September 30th 2011: A U.S. drone fires several missiles at a car convoy riding through the desert of Yemen. The missiles found their prime target, killing four people – among them what was considered by numerous counter-terrorism officials to be one of the greatest threats to America´s national security: Anwar al-Awlaki.

The US-Yemeni cleric who had immigrated to Yemen in 2004 and joined the ranks of Al-Qaida had become a very powerful influence on Islamists living in the West. Awlaki, a Western-educated ideologue of global Jihad, had used the growing power of the Internet to spread his message of war and terror, calling Muslims in the West to become Allah´s soldiers and attack the U.S. and its allies.

Yesterday Al-Qaida in the Arabian Peninsula (AQAP) released a propaganda video celebrating the death of Anwar al-Awlaki whom the organization calls “The Martyr of Dawah”. In the video several Al-Qaida operatives are praising Awlaki´s legacy, vowing revenge for his assassination.

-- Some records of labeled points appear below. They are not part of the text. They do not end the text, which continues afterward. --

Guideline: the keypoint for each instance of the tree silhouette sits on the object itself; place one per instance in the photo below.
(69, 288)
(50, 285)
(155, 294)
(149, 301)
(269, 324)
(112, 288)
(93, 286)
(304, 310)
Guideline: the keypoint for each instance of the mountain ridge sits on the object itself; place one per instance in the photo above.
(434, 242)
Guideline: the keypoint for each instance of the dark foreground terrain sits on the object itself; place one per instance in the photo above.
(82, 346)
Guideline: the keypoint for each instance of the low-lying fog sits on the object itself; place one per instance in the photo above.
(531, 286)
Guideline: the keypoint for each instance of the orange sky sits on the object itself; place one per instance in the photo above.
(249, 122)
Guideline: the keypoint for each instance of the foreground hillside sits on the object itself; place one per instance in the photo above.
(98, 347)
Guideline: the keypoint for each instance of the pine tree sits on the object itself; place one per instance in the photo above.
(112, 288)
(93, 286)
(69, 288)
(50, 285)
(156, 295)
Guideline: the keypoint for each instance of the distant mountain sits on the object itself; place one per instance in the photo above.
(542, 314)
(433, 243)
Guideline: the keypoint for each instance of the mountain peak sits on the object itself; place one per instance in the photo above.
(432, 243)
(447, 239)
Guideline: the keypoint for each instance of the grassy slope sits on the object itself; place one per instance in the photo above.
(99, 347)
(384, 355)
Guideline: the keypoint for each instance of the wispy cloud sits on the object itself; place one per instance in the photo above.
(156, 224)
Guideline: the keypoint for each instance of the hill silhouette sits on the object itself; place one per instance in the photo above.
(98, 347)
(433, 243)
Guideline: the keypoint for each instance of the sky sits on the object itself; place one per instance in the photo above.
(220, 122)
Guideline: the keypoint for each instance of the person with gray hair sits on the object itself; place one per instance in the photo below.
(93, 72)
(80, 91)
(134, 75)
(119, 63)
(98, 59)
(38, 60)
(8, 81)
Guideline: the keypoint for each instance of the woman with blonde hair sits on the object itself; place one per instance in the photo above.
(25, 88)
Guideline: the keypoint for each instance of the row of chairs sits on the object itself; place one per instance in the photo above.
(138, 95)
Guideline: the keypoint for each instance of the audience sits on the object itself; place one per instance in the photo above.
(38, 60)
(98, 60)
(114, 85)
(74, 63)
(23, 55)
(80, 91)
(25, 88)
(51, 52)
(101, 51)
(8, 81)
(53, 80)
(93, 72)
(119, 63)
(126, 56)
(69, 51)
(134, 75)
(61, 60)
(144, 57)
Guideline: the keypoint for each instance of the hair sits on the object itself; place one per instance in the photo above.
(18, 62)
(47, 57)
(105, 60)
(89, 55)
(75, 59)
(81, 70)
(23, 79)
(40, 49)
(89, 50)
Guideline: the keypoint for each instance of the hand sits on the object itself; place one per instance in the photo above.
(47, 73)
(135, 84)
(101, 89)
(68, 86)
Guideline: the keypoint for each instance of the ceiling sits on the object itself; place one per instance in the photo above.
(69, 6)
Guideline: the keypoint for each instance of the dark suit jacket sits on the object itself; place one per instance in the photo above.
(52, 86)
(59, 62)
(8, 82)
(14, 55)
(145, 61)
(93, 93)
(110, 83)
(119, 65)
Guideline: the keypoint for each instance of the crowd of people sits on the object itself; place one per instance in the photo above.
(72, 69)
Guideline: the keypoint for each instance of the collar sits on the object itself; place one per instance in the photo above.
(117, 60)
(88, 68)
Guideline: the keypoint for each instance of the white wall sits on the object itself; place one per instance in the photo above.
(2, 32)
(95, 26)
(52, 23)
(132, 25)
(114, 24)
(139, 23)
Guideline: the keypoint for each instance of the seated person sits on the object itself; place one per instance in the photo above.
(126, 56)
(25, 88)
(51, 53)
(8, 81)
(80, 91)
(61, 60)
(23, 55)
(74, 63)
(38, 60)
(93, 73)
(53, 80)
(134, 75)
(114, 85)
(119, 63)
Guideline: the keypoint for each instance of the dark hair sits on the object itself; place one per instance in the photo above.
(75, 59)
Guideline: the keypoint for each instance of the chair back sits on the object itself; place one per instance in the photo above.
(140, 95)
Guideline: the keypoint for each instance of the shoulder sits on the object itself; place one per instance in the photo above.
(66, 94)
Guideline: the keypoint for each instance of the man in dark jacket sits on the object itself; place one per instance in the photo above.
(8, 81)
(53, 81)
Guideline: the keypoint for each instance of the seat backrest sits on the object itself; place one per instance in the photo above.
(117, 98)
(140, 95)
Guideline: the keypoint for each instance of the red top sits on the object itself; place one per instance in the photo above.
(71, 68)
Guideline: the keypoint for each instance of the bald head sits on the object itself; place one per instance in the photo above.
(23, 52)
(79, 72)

Amongst those talking in the Jihadi documentary is AQAP´s spiritual leader Ibrahim al-Rubaish. “We all have to revenge for our Sheikh who sacrificed himself for the sake of his Ummah”, al-Rubaish says, highlighting Awlaki´s role as a role model of a Mujahid.

Besides Awlaki himself – who is seen in a video message that looks like a draft video released in 2010 – there is another English-speaking Jihadi featured in the new video. This person named “Brother Abu Yazeed” for sure is of interest for Western intelligence agencies as he had not appeared in previous releases. The mysterious Al-Qaida operative seems to speak with an American accent and is seen sitting in the dark, only revealing that he has a full grown beard and is wearing glasses.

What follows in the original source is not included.